Bernardinho - As pessoas com real capacidade fazem as coisas funcionar
muito bem, certamente há grandes lideranças no mundo empresarial, mas a
diferença está no “day by day” da minha atividade. Numa empresa não dá para
ter contato constante com os funcionários, trocar coisas o tempo todo, porque
há muito volume de trabalho e o número de pessoas é grande. Às vezes o
contato de grandes empresários com as pessoas é esporádico, por isso pelo
menos o grupo de líderes tem que ser multiplicador e disseminar a idéia. Eu
não acredito em equipes que tem um só líder, é preciso ter pessoas que
assumam o bastão em algumas situações. Quanto mais líderes a empresa
tiver, mais pessoas com essa capacidade, é melhor. Temos no Brasil grandes
empresários, só que eles não aparecem tanto como os grandes atletas. A
diferença está apenas no nível de visibilidade.

Empregos.com.br - Você tem gurus ou exemplos inspiradores? Quem são


eles?
Bernardinho - Eu estou sempre lendo e observando pessoas do esporte,
empresários e também pessoas de outras áreas. Pessoas de sucesso. Eu olho
para a Gerdau, por exemplo, e penso na capacidade dos líderes, na técnica, e
fundamentalmente nos valores e princípios que eles inspiram nos
colaboradores. Eles contaminam as pessoas. Eu tenho livros e tive contatos
com pessoas que aprendi a admirar. São profissionais que têm como
preocupação principal as pessoas, afinal não há empresa que não se envolva
com o crescimento das pessoas e consiga atingir a inteligência nos negócios.
Michael Jordan, por exemplo, é alguém que soube associar o talento com o
ideal de busca da excelência.

Empregos.com.br - Você se considera um líder?

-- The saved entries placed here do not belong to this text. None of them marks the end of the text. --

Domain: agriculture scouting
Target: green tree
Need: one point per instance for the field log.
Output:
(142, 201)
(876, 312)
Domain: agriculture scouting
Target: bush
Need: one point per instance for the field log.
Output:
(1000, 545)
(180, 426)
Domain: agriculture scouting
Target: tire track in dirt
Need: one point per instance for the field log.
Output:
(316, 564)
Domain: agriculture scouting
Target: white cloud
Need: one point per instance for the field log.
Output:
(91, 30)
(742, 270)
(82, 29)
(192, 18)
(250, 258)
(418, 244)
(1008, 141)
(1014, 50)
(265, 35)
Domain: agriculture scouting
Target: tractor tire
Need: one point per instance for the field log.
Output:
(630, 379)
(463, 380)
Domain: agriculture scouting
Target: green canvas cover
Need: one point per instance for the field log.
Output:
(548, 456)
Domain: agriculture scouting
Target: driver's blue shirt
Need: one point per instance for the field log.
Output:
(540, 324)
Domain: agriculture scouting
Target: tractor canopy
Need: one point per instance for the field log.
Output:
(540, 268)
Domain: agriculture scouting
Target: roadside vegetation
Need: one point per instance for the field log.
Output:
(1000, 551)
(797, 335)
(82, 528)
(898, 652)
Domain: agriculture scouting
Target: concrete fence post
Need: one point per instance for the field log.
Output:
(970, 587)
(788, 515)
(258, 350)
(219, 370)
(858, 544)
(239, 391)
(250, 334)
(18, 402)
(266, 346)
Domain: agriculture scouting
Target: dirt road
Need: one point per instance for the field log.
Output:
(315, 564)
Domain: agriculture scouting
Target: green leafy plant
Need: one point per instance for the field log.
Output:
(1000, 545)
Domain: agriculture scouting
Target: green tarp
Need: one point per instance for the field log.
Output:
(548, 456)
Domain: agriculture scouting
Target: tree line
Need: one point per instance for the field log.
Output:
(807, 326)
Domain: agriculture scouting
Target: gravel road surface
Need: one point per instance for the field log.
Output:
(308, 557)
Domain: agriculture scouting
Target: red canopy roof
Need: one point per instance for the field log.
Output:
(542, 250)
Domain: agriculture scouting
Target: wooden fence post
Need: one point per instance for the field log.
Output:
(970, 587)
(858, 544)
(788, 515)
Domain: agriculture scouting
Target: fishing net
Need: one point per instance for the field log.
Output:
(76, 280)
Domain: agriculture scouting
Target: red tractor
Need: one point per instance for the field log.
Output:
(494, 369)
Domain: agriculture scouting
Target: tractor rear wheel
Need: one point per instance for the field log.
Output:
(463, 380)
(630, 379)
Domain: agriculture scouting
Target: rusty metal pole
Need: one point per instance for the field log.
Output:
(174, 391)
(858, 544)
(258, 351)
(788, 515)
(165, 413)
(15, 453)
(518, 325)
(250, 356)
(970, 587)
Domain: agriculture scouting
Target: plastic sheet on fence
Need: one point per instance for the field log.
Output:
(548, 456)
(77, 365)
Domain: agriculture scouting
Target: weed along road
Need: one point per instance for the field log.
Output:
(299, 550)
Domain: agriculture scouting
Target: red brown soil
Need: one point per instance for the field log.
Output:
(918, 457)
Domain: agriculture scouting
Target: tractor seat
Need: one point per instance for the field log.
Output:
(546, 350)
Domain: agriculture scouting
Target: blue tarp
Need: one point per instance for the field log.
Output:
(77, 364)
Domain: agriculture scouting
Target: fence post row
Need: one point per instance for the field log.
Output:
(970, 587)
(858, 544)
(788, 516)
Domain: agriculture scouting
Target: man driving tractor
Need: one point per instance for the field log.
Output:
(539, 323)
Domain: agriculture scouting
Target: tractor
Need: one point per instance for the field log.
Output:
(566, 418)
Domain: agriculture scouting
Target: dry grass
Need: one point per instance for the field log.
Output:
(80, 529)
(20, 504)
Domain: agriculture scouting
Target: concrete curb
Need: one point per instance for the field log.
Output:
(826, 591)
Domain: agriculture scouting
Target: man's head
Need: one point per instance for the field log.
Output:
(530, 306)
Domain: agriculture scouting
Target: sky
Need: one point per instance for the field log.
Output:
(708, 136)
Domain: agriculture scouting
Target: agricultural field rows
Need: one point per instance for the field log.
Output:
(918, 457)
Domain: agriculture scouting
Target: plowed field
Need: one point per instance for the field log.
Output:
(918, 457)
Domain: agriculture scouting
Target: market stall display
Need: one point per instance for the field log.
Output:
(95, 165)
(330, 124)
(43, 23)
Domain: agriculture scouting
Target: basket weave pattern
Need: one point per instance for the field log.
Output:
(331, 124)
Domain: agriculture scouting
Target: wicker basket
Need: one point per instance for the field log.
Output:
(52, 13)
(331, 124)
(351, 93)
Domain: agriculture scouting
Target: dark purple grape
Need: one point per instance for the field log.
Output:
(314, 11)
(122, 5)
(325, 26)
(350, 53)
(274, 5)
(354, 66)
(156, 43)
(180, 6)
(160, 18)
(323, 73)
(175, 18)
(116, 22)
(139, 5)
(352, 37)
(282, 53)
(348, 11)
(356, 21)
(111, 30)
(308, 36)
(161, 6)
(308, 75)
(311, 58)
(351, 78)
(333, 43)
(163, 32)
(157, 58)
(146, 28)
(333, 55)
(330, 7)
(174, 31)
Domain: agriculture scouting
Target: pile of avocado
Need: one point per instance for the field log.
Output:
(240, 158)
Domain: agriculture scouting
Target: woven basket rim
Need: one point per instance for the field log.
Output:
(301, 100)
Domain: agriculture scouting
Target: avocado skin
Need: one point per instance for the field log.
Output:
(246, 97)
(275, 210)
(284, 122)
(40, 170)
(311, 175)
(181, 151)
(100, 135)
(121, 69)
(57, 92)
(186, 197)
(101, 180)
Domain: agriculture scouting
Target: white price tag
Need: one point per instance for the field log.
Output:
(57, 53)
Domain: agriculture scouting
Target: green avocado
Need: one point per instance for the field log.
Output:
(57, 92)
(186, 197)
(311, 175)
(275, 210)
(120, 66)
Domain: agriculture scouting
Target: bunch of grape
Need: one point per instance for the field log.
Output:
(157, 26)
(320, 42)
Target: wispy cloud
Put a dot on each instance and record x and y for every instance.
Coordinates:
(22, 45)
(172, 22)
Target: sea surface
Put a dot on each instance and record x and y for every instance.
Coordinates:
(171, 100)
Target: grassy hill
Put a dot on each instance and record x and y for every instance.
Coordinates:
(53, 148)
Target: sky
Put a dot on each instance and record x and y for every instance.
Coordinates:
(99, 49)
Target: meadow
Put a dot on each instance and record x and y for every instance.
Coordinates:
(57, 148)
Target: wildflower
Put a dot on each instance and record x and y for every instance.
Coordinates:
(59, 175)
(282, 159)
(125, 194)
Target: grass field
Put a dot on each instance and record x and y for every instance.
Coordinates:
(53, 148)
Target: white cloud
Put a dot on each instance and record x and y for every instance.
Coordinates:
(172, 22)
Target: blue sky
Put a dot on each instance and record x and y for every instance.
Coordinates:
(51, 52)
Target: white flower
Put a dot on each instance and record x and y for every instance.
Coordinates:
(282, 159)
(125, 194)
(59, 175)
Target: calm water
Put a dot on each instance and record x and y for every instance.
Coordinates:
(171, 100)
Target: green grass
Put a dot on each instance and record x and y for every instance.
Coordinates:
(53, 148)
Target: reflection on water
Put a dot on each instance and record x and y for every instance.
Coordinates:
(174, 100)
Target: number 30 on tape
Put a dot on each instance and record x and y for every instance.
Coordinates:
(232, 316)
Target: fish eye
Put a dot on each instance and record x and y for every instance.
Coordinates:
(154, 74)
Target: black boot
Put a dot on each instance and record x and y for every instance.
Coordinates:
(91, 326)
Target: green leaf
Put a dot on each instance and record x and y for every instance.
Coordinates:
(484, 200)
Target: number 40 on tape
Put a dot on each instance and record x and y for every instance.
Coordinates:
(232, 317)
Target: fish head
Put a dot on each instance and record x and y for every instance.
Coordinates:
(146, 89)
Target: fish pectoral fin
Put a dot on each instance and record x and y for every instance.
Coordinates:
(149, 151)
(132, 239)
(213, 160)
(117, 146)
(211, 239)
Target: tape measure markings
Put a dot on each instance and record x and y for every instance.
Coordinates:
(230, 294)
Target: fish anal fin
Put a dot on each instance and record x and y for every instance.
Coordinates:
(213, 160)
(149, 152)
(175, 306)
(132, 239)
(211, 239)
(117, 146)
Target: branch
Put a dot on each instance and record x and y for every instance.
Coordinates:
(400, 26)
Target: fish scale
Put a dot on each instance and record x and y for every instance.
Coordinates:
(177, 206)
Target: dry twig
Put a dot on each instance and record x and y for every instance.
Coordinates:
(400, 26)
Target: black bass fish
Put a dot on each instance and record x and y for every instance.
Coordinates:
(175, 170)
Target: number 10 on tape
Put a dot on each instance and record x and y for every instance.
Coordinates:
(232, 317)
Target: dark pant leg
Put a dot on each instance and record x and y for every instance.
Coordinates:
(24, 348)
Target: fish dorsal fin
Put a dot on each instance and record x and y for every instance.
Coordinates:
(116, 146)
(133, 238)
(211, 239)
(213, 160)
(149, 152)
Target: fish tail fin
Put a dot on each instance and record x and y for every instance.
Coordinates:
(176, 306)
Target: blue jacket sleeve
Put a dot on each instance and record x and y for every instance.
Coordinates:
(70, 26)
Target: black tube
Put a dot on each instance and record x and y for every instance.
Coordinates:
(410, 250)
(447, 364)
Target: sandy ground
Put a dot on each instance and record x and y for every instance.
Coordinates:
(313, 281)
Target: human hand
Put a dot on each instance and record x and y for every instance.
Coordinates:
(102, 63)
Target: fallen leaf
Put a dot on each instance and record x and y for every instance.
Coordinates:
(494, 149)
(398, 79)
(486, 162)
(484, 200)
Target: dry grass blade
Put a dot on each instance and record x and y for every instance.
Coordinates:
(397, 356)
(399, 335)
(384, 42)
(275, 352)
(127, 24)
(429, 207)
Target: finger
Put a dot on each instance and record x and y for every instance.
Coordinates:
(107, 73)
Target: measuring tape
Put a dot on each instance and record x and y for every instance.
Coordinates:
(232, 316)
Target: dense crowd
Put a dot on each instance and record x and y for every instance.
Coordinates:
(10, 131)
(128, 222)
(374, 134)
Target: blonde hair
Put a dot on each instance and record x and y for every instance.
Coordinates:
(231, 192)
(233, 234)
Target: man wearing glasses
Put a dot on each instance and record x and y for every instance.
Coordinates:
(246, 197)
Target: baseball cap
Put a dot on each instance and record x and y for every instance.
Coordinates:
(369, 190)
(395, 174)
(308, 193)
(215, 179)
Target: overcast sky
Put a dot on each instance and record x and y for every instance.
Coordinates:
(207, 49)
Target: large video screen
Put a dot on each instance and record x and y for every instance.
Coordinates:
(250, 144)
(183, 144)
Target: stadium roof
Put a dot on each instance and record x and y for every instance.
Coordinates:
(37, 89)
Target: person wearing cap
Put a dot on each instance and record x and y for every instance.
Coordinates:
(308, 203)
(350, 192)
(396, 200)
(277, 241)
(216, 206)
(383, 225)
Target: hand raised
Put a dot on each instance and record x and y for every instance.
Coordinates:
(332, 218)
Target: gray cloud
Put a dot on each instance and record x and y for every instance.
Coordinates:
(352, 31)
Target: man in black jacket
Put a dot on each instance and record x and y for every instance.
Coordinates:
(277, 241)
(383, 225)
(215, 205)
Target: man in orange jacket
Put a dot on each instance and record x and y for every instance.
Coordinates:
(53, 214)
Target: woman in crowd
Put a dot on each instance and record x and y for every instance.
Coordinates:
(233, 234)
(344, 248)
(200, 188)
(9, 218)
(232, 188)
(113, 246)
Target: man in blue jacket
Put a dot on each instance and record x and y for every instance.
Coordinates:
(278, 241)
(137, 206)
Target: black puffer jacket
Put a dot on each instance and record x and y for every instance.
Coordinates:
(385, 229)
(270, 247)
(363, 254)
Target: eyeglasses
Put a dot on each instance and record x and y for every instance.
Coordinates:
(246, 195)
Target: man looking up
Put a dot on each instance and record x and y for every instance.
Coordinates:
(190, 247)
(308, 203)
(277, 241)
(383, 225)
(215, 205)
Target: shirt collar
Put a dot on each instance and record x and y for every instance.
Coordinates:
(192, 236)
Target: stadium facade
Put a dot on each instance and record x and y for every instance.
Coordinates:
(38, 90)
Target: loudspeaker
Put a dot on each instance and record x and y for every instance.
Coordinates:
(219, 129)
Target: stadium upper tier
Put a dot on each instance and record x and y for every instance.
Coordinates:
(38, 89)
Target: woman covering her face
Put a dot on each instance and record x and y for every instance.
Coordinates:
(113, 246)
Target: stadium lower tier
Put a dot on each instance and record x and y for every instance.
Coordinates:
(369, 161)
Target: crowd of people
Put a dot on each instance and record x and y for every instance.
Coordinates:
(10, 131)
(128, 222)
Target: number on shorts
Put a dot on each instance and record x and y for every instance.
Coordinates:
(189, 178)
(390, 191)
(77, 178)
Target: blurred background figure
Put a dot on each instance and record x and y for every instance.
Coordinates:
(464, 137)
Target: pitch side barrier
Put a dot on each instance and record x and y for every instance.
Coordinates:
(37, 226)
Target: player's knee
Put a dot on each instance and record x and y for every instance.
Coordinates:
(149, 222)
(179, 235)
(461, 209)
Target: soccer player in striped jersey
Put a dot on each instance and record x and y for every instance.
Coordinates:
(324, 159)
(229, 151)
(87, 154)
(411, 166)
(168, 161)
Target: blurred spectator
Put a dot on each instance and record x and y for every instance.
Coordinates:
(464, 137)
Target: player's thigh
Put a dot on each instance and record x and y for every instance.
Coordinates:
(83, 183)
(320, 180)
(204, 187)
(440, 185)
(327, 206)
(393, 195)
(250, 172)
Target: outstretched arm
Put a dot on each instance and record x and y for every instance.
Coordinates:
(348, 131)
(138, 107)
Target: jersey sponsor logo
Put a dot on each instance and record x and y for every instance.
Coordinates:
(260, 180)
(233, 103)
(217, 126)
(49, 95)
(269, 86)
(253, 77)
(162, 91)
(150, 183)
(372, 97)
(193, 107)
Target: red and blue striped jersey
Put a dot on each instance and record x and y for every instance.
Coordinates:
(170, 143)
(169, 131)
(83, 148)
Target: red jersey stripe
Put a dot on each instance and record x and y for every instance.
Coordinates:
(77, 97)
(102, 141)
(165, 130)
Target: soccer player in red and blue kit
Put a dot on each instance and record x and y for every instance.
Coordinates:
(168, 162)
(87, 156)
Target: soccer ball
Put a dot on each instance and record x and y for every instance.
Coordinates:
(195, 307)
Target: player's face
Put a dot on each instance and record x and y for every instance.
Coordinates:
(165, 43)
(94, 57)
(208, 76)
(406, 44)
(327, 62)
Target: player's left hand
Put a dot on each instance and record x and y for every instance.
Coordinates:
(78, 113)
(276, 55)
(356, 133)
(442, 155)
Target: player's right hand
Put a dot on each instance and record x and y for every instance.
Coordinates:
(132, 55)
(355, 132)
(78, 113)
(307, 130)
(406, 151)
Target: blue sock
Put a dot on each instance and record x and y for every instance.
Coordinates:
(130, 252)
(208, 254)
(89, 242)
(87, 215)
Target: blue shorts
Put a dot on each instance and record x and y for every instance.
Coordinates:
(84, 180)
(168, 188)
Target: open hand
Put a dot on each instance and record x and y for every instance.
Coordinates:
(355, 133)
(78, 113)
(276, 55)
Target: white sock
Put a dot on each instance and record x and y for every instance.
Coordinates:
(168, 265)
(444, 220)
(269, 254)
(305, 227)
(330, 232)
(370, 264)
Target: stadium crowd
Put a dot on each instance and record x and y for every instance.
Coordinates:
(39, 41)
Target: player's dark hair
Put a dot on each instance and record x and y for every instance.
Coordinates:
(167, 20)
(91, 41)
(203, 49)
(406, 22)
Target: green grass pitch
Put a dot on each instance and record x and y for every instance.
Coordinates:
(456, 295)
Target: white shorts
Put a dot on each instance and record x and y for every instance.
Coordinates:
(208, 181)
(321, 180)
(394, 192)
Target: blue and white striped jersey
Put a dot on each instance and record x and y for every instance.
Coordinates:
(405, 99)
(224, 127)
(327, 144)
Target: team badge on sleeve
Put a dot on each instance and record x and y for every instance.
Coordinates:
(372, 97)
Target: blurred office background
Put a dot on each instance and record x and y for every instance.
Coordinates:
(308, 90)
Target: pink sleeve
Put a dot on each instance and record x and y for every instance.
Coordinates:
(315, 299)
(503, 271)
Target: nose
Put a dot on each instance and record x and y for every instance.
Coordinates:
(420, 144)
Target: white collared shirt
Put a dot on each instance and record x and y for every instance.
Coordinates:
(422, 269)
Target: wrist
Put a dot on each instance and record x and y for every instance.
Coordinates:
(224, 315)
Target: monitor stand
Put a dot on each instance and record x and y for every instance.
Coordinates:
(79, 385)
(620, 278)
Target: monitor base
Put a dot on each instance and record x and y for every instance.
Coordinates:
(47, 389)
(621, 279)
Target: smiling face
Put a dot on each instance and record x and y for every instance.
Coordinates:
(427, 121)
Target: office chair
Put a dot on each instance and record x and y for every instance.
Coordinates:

Bernardinho - Eu estou um líder. Tenho conseguido inspirar as pessoas e
atingir resultados, mas se eu perder alguns atributos, não renovar minha
capacidade, meu porto não é perpétuo. Eu sou alguém que peca pelo excesso
e não espero que sejam como eu, pelo contrário, minha equipe técnica é
multidisciplinar, são talentos complementares, assim como a equipe de
jogadores.

Empregos.com.br - Qual foi o momento mais difícil para você exercer sua
liderança? Por quê?
Bernardinho – Um momento bastante difícil foi o que passei com a seleção
feminina em Atlanta, quando perdemos para Cuba na semi-final e menos de
48h depois fomos disputar o bronze. Elas estavam arrasadas e a estratégia
que usei foi dar treinamento dobrado, para tirar o foco da derrota e fazer com
que pensassem só no próximo jogo. Quando uma atleta me disse “ai, estou
cansada e não vou conseguir jogar amanhã” eu percebi que estava
funcionando, porque ela já tava pensando no dia seguinte. A melhor maneira de
superar a derrota de ontem é pensar na vitória de amanhã.